Mouvement inhabituel de pétroliers à Cuba : Que ne dit-on pas ?



Buques à MatanzasPhoto © Facebook / José Miguel Solís

L'internaute identifié comme Joankelin Sánchez a publié sur X une série de messages basés sur des données de VesselFinder dans lesquels il remet en question le récent mouvement de tankers associé aux ports cubains et soulève des doutes concernant les temps de navigation et les possibles opérations de chargement/déchargement en pleine crise de carburant.

Selon ces publications, l'un des points qui a le plus attiré l'attention est le cas du navire M/T Caribbean Alliance, qui — d'après les informations citées par l'internaute — est parti en septembre depuis Mariel et est arrivé le 5 février au port de Santiago de Cuba.

Pese à ce que ce serait un trajet qui prendrait normalement trois jours, le voyage aurait duré plus de quatre mois.

Dans sa deuxième publication, Joankelin Sánchez a indiqué que le M/T Caribbean Alliance apparaissait à Santiago de Cuba avec un taux de charge de 90 %, affichant un tirant d'eau de 8,1 mètres sur un maximum de 9 mètres, selon les données qu'il attribue à des sites de suivi des navires.

À partir de cette donnée, il a souligné comme "curieux" le long intervalle entre son départ (septembre) et son arrivée (février).

L'internaute conclut que "quelque chose" ne serait pas communiqué publiquement, bien que dans sa publication, il n'apporte pas d'explication confirmée sur les causes du retard.

Tanqueros à Matanzas

Sánchez a signalé la présence d'un pétrolier identifié comme “Lourdes” au Terminal de Pétrole du Port de Matanzas et a indiqué avoir observé une variation dans le tirant d'eau : le 28 janvier, le navire était noté avec 11,3 mètres, et le 8 février avec 12,8 mètres, ce qui l'a amené à se demander si le pétrolier serait en train de charger du "Sandino" ou de décharger.

Dans un troisième message, l'internaute a soutenu qu'il existait une confusion diffusée par les sites de suivi concernant la trajectoire du pétrolier "Ocean Integrity", affirmant qu'il se dirige vers Matanzas (Cuba) et non vers Matanzas (Venezuela).

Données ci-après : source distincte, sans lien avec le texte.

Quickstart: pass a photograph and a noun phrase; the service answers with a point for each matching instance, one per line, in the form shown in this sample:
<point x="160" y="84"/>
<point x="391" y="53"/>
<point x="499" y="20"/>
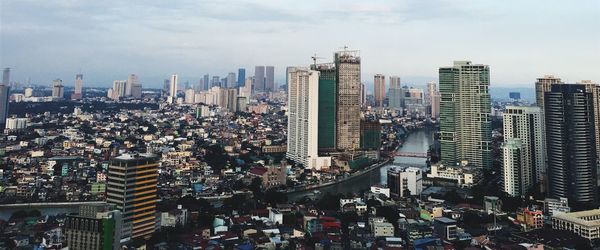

Ajouta qu'il est "très probable" que le navire aille charger du carburant qu'aurait apporté le pétrolier "Sandino", bien qu'il le présente à nouveau comme une possibilité et non comme un fait confirmé.

A modo de conclusion, Sánchez a écrit que, “pour ne pas avoir de combustible”, il observe “beaucoup de va-et-vient de tankers” (cubains et non cubains) liés à Cuba et a mentionné des navires comme LPG EMILIA, ESPERANZA et PRIMULA, en arguant que, s'il n'y avait pas de combustible, “la chose la plus logique” serait qu'ils ne se déplacent pas entre les ports.

Il a également formulé des hypothèses supplémentaires, comme la possibilité d'un combustible « sous forme de pierre », en raison de l'arrivée du navire ECO AVALON (IMO 9701267) à Moa le 4 février en provenance de Manzanillo, au Mexique, avec une cargaison de coke, un combustible solide, léger et poreux, riche en carbone.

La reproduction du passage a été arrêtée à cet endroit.